Depuis la publication du rapport de la Mecss, le Gouvernement a présenté son projet de réforme, qui repose sur un allongement de la durée d'activité par le relèvement progressif de l'âge légal de départ en retraite et prévoit des mesures d'accroissement des recettes, ainsi que des dispositions relatives à la pénibilité, au rapprochement des règles applicables dans le public et le privé et aux dispositifs de solidarité.
Comme pour l'opération de reprise de dette en cours de préparation, les mesures constituant la réforme des retraites figureront, selon leur nature, soit dans le projet de loi spécifiquement consacré à cette question, soit dans le projet de loi de finances, soit encore dans le projet de loi de financement. Au cours de leur examen, la commission des affaires sociales devra être particulièrement attentive à l'efficacité de la réforme pour résorber les déficits insupportables que connaît l'assurance vieillesse, mais aussi à son équité et à la prise en compte de la nécessité de préparer une modernisation plus profonde du système.
Sur l'assurance maladie, qui n'est pas un chantier moins important que les deux précédents, il faut d'abord relever le dépassement systématique de l'Ondam. En 2009, les dépenses relevant de l'Ondam ont progressé de 3,7 % alors que l'objectif voté en loi de financement était de 3,3 %. Pour 2010, le comité d'alerte a déjà identifié un risque de dépassement non négligeable qui a conduit le Gouvernement à prendre des mesures immédiates. Le déficit de la branche, supérieur à 10 milliards en 2009, pourrait s'élever à 13 milliards en 2010.
Ces différents chiffres posent la question du pilotage des dépenses d'assurance maladie, qui n'apparaît pas assuré dans de bonnes conditions aujourd'hui. Un groupe de travail présidé par Raoul Briet a travaillé sur cette question et a formulé des propositions importantes. Il a rappelé que si les dépassements d'Ondam sont apparemment faibles (0,7 % en moyenne par an), les masses financières en jeu sont considérables. La somme des dépassements constatés depuis 1997 a en effet atteint 19,4 milliards en euros constants.

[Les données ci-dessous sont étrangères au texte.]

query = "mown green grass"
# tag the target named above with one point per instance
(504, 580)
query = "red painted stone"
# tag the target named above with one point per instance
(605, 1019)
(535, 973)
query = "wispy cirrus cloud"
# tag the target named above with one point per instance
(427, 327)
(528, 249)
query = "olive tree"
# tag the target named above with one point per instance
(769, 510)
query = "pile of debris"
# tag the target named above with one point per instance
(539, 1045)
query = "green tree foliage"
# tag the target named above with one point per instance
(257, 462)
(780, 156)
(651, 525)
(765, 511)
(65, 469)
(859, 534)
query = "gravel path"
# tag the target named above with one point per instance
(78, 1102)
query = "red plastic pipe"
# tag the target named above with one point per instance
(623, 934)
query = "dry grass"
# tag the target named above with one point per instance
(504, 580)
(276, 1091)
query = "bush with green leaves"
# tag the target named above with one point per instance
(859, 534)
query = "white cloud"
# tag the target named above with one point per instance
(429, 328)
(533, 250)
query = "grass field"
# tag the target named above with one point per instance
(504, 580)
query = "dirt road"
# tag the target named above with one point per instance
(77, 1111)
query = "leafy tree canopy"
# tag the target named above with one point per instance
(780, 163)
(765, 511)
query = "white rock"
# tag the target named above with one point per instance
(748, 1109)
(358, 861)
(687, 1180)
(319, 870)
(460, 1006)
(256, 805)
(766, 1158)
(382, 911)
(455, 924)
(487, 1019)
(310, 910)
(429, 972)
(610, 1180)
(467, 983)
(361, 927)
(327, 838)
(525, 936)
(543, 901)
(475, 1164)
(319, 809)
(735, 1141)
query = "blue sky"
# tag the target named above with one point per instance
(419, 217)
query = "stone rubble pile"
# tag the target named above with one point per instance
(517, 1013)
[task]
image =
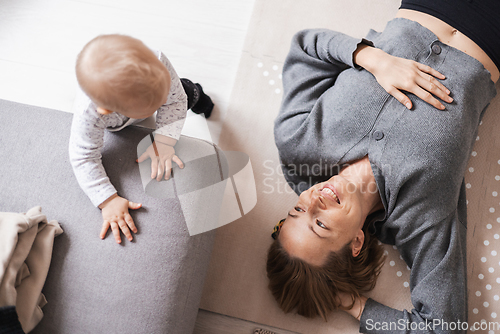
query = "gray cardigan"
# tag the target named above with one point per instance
(333, 113)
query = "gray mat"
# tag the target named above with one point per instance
(150, 285)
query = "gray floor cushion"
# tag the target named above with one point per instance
(150, 285)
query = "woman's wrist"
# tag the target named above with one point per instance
(367, 56)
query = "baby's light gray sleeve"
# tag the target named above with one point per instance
(85, 144)
(170, 116)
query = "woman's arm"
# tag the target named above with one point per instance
(395, 74)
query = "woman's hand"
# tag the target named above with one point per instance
(396, 74)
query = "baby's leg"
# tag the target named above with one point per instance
(198, 101)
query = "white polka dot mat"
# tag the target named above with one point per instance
(482, 181)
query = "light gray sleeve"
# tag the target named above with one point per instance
(85, 144)
(316, 58)
(170, 117)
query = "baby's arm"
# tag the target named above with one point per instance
(86, 142)
(169, 122)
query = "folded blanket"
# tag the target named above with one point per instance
(26, 241)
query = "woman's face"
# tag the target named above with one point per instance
(327, 217)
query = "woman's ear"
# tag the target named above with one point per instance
(357, 243)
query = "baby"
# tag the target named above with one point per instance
(124, 82)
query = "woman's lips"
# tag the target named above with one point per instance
(330, 191)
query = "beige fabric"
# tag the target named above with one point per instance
(236, 284)
(26, 241)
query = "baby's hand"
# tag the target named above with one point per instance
(115, 215)
(161, 153)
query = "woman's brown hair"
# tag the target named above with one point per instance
(313, 290)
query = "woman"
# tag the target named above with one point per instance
(401, 171)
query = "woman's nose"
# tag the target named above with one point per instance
(316, 201)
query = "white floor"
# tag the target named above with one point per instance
(40, 39)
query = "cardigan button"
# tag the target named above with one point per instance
(436, 49)
(378, 135)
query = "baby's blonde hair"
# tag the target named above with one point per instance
(119, 73)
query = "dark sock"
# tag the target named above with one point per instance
(198, 101)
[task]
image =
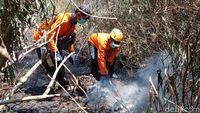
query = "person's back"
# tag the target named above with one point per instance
(103, 50)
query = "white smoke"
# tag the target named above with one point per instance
(134, 94)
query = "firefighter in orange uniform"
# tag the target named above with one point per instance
(63, 35)
(103, 50)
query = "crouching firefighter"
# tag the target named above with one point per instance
(65, 40)
(103, 49)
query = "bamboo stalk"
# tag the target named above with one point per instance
(171, 88)
(109, 18)
(156, 94)
(55, 74)
(70, 96)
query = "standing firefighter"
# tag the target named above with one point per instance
(65, 37)
(103, 50)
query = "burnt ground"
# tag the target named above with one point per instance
(129, 91)
(37, 83)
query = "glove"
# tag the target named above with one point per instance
(104, 81)
(72, 59)
(57, 56)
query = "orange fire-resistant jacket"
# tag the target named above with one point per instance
(65, 30)
(102, 42)
(39, 31)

Le groupe a donc formulé plusieurs recommandations pour améliorer la construction et la gouvernance de l'Ondam. Il a proposé d'organiser, via le comité d'alerte, une expertise externe, avant le vote de la loi de financement, sur les hypothèses techniques sous-tendant la construction de l'Ondam, d'enrichir l'information du Parlement en étoffant le contenu des documents annexés au projet de loi de financement, de renforcer le caractère pluriannuel de la régulation.
Le groupe de travail a également souhaité la création d'un comité de pilotage de l'Ondam et le renforcement de son suivi statistique et comptable. Il a surtout recommandé d'abaisser progressivement le seuil d'alerte à 0,5 % de l'Ondam, contre 0,75 % actuellement. Pour faciliter le respect de l'objectif, le groupe de travail a préconisé d'instaurer des mécanismes systématiques de mise en réserve en début d'année sur les dotations s'apparentant à des crédits budgétaires.
Lors de la deuxième session de la conférence sur le déficit, le Président de la République a annoncé que toutes les mesures d'économies suggérées par ce rapport seront mises en oeuvre pour respecter l'Ondam de manière systématique, y compris en 2010.